General Mills intends to partner with organic and conventional farmers, suppliers and trusted farm advisors in key growing regions to drive the adoption of regenerative agriculture practices on 1 million acres of farmland by 2030. It is estimated that the global food system accounts for roughly one-third of greenhouse gas emissions and 70% of water consumption.
Regenerative agriculture is a holistic method of farming deploying practices designed to protect and intentionally enhance natural resources and farming communities. These practices focus on pulling carbon from the air and storing it in the soil in addition to helping the land be more resilient to extreme weather events. General Mills will partner with key suppliers to drive adoption across key ingredients including oats, wheat, corn, dairy feed and sugar beets.

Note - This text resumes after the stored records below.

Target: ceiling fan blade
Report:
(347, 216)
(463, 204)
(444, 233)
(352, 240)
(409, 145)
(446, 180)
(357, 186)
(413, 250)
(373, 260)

“Our first on-farm training and education academies will focus on North American growers where we source high-quality oats for Cheerios, Annie’s, Cascadian Farm, Nature Valley and Blue Buffalo,” said Jon Nudi, president of North American Retail for General Mills.
General Mills is granting $650,000 to non-profit organization Kiss the Ground to support farmer training and coaching through Soil Health Academies where growers will learn how to increase farm profitability, build resiliency into the land and decrease input costs using soil health practices.
“Investing in soil health and regenerating our soils has numerous benefits including water infiltration, reduced pest pressure, resilience to unpredictable weather, and reducing greenhouse gasses,” said Lauren Tucker, executive director of Kiss the Ground.
The announcement builds upon the company’s commitment to improve soil health and to reduce its absolute GHG emissions by 28% across its full value chain by 2025. General Mills reported it is nearly halfway to that goal, with its GHG emissions footprint down 13% in 2018 compared to 2010.
"We need companies like General Mills who have the scale and commitment to create sustainable agricultural systems," said Larry Clemens, North America Region Agriculture Director for The Nature Conservancy. "Efforts to improve soil health and enrich biodiversity are critical to addressing climate change and other environmental challenges."